Portal Brasileiro de Cinema  UMA RUA CHAMADA TRIUMPHO 1970/71

UMA RUA CHAMADA TRIUMPHO 1970/71

Não-ficção, 1971, 35 mm, P&B, 9 min

Através de fotografias de autoria de Ozualdo Candeias registra-se a região da Boca do Lixo paulistana e as pessoas do meio cinematográfico que por ali circulavam.

 

“Esses caras, ou melhor, alguns destes caras falam de cinema a sério. O que seria ser sério em cinema? Quem é ou quem tem sido sério em nosso cinema?” Assim termina a primeira versão de Uma rua chamada Triumpho: uma série de closes com grande-angular de algumas das maiores vozes da Boca – Mojica, Person, Roberto Santos e o próprio Candeias fazendo caretas para a câmera, sorrindo etc. –, o que, por outro lado, é, digamos, bastante divertido. Pois parece não ser outra coisa o que Candeias discute, por caminhos tortuosos, nesses dois curtas: enquanto Sganzerla pregava o cinema pejorativo e avacalhado dos “melhores filmecos do Brasil”, Reichenbach falava dos ângulos propositalmente estúpidos de seus filmes, e por aí vai. Tratam-se de obras feitas por quem, sabiamente, não leva o cinema, a vida e a si mesmo, muito a sério.
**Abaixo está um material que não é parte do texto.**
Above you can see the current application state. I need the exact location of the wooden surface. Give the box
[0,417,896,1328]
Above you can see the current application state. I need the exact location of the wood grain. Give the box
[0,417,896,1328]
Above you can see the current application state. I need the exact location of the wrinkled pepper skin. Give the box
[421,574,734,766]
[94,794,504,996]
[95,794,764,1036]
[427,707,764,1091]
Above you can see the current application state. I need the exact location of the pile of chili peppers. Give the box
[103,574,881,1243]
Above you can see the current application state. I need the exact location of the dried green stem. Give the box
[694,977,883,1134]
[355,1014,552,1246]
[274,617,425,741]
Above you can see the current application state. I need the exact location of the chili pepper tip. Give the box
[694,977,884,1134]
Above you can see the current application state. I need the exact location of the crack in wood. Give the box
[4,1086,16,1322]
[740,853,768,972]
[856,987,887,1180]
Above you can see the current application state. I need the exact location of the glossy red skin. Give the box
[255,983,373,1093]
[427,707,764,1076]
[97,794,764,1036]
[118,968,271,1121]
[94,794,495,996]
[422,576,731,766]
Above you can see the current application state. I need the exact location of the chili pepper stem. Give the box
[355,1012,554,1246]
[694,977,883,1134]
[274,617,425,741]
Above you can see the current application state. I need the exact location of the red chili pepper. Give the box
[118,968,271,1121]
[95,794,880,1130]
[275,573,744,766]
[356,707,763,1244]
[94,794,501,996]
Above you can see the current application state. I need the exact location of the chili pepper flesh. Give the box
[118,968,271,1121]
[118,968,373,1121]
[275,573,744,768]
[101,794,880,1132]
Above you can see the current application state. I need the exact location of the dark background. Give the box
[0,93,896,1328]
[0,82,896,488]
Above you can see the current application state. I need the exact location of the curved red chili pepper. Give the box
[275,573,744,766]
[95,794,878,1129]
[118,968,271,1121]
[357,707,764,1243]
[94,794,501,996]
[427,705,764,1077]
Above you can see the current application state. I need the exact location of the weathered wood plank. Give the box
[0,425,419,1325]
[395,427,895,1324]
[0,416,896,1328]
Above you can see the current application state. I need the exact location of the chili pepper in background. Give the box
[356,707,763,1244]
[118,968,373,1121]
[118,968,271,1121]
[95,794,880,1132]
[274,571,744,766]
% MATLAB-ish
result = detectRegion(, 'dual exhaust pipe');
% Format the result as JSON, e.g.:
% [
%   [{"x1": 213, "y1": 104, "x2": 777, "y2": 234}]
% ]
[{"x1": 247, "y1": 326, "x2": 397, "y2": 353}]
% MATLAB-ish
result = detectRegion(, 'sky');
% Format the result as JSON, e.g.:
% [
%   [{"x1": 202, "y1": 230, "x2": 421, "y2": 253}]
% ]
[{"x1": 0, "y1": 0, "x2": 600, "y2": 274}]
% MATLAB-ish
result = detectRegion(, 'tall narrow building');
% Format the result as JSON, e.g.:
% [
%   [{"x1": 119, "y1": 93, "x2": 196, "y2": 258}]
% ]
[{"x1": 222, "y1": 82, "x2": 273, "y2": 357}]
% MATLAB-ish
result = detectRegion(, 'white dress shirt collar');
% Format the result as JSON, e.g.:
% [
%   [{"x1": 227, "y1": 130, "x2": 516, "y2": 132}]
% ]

Narrado em tom de ironia (como boa parte das falas em Candeias), Uma rua chamada Triumpho talvez nada mais seja do que um valioso ajuste do estilo de criação a seu objeto. Aqui – e sempre! – Candeias filma como não se deve filmar, e aí chegamos a um dado nada não-desprezível: comuma fala capaz de romper com certo cerimonial do documentário (os melhores filmes do “gênero”são sempre os que conseguem fazê-lo), ele faz das duas versões do filme os mais fiéis e belos retratos daquela subindústria de cinema que se formava em torno da Boca do Lixo. Se hoje a Boca é um terreno estéril, era de lá, no entanto, que saía grande parte das fitas nacionais nos anos 70, quando a produção chegava a cem filmes/ano e ocupava um terço das salas do país. E não deixa de ser uma curiosidade digna de uma antologia testemunhar as latas de filmes (das “obras-primas aos maiores bagulhos”) saindo das distribuidoras carregadas em carroças! Alguns deles, não poderia deixar de ser, dirigidos, produzidos ou seja lá o que for por muita gente boa, todos – ou quase – aparecendo num dos dois filmes: de Zé Mojica e seu estado-maior de Meias-noites e Estas noites a Oswaldo Massaini (pioneiro da rua do Triunfo ao lá instalar sua Cinesdistri, em 1949), passando por Anselmo Duarte, Person, Carlos Reichenbach, Silvio Renoldi, Jairo Ferreira, a dupla Alfredo Palácio se Antonio Galante, e muitos mais. Por fim, o locutor nos conta que “a polícia garante que a Boca vai deixar de ser boca”, o que hoje não duvidamos: os filmes sumiram e a boca foi calada. Mas e o lixo, onde ficou?

Juliano Tosi

Direção, roteiro e fotografia:Ozualdo R. Candeias.

Montagem:Luiz Elias.

Música:Vidal França.

Produção:Jorge Alberto M. Teixeira, Antônio Roberto de Godoy e Cesário Felfiti.

Cia. produtora:Cinegeral e Long Filmes Produções Cinematográficas.